山不高,但林木茂密,山脚下有一片开阔地,原是某个乡绅的庄园,洪水过后,庄园被冲垮了,主人也不知去向。如今,这片废墟上搭起了密密麻麻的窝棚,住满了从四面八方涌来的灾民。
窝棚区中央,立着十几口大铁锅,锅下柴火烧得正旺,锅里熬着稠稠的粥。
虽然粥里掺了不少野菜和树皮,但能填肚子啊。
灾民们排着长队,端着破碗,眼巴巴地看着那口锅。
队伍尽头,一个三十来岁的汉子正拿着长柄勺,一勺一勺地往碗里舀粥。
张法清生得浓眉大眼,身形魁梧,一脸络腮胡,看着像个粗人,可说话做事,却透着一股子精明。
他本是溧阳本地一个小地主的庶子,分家时分了几十亩薄田,日子过得不上不下。洪水来时,他的田被淹了,房子也塌了,一家老小差点被水冲走。他带着家人逃到青竹山上,保住了性命,可也几乎失去了一切。
按说,他这样的人,该和别的灾民一样,眼巴巴地等着官府救济,或者干脆投靠哪个有粮的大户。
可他把自己藏在山上的一小批存粮全拿了出来,又带着几个信得过的兄弟,趁着洪水未退,摸回自己被淹的庄子,从粮仓里刨出了几百斤泡过水的粮食。这些粮食虽然发了霉、泡了水,但晒干了还能吃,总比饿死强。
有了这点粮食,他开始施粥。
起初只是小范围的,给山上和自己一起逃难的几十口人。后来,消息传出去,来的灾民越来越多,他的粮食不够了。于是,他开始想办法。

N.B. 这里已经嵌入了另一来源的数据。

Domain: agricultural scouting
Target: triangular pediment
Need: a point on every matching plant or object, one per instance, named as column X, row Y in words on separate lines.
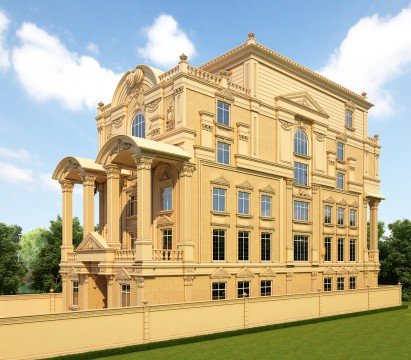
column 220, row 273
column 245, row 273
column 245, row 185
column 304, row 99
column 93, row 241
column 222, row 181
column 267, row 272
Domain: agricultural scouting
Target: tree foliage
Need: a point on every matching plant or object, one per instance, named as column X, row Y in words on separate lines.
column 12, row 269
column 395, row 255
column 45, row 269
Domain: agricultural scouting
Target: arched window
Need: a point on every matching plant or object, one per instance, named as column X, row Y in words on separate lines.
column 300, row 143
column 138, row 126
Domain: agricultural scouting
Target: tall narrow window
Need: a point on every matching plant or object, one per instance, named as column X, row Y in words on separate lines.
column 340, row 216
column 340, row 248
column 219, row 199
column 300, row 173
column 348, row 118
column 353, row 250
column 75, row 293
column 265, row 246
column 300, row 248
column 218, row 291
column 243, row 289
column 300, row 211
column 223, row 113
column 340, row 180
column 328, row 214
column 243, row 203
column 125, row 295
column 243, row 237
column 223, row 153
column 167, row 198
column 265, row 206
column 353, row 217
column 340, row 151
column 300, row 143
column 327, row 249
column 138, row 126
column 218, row 244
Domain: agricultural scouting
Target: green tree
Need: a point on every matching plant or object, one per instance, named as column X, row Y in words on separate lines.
column 45, row 270
column 395, row 255
column 12, row 269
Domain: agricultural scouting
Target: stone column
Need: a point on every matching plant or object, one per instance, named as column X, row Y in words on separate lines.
column 186, row 238
column 113, row 210
column 88, row 203
column 289, row 221
column 144, row 241
column 374, row 230
column 67, row 218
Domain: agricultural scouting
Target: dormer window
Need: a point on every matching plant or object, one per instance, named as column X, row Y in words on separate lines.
column 138, row 126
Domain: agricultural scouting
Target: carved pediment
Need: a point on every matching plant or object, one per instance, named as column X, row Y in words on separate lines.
column 304, row 99
column 222, row 181
column 93, row 241
column 220, row 273
column 245, row 273
column 246, row 185
column 267, row 272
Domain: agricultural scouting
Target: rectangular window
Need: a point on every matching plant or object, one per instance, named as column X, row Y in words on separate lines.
column 327, row 284
column 243, row 237
column 75, row 293
column 353, row 282
column 327, row 249
column 218, row 245
column 265, row 246
column 265, row 206
column 328, row 214
column 223, row 113
column 265, row 287
column 166, row 196
column 348, row 118
column 219, row 199
column 125, row 295
column 340, row 180
column 340, row 249
column 340, row 151
column 223, row 153
column 353, row 217
column 340, row 283
column 300, row 173
column 340, row 216
column 243, row 203
column 300, row 211
column 243, row 289
column 167, row 239
column 353, row 250
column 218, row 292
column 300, row 248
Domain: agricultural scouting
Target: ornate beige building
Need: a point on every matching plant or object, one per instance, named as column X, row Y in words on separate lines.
column 248, row 176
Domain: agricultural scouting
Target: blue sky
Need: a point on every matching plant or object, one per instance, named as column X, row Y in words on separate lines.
column 59, row 58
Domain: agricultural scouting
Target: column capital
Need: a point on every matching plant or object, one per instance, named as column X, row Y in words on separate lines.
column 66, row 185
column 143, row 161
column 187, row 170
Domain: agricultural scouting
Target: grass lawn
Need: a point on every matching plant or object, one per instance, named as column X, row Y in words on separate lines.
column 384, row 335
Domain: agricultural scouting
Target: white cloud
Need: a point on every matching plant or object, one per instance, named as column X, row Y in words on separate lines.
column 12, row 173
column 49, row 71
column 20, row 154
column 4, row 53
column 93, row 48
column 166, row 41
column 375, row 51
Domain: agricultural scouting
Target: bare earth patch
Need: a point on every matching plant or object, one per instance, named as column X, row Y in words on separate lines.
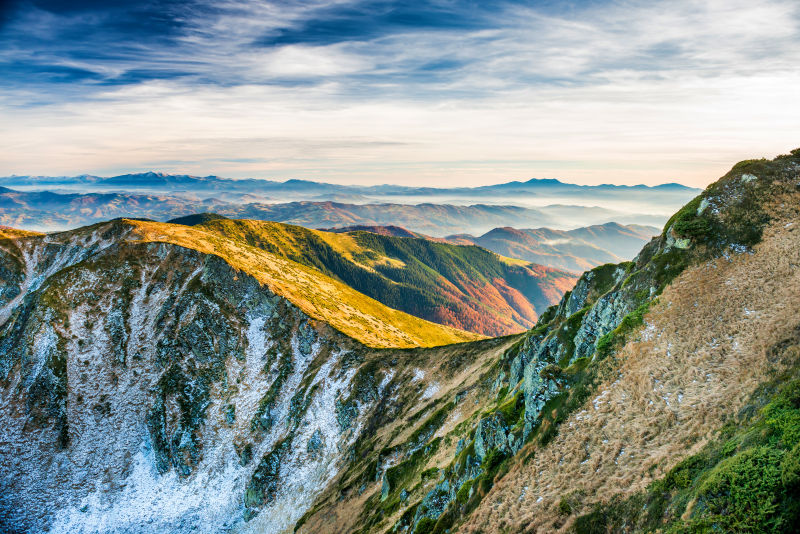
column 701, row 353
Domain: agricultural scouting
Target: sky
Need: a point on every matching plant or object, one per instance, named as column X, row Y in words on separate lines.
column 441, row 93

他带着人,夜里去摸那些无人看管的庄园、粮仓。洪水过后,不少乡绅地主要么死了,要么跑了,留下的粮仓无人看守,正好成了他的目标。他胆子大,心也细,每次行动都计划周密,从不留活口,也从不贪多,够吃几天就收手。
渐渐地,他手下聚拢了一批人。
有和他一样走投无路的破落户,有从地主家逃出来的佃户,有在洪水中失去亲人的孤儿,还有几个从江宁府那边跑过来的、参与过抢粮的“老手”。
这些人有的是被他救过命的,有的是被他分过粮的。
张法清开始有了自己的队伍。
他不像那些流寇,抢了就跑,他是有自己的章法的。
他让人在青竹山上挖壕沟、筑土墙、建哨楼,把这片废墟变成了一个营寨,又把手下的人编成小队,四处打探消息,所以,哪里发了洪水,哪里有灾民,哪里有粮仓,他都摸得一清二楚。
这一切做完后,他开始传教。
他说,自己是天师转世,奉天命下凡,来救苦救难的。
这场洪水是那些地主豪绅作恶太多,触怒了上天,上天降下洪水来惩罚世人,要想消灾免祸,就得推翻他们。
他的说辞并不高明,但被乡绅盘剥的灾民,他们太需要一个理由。
越来越多的人涌向青竹山,张法清的营寨从几百人发展到几千人,又从几千人发展到上万人。周围几个县的灾民,几乎都聚到了他的麾下。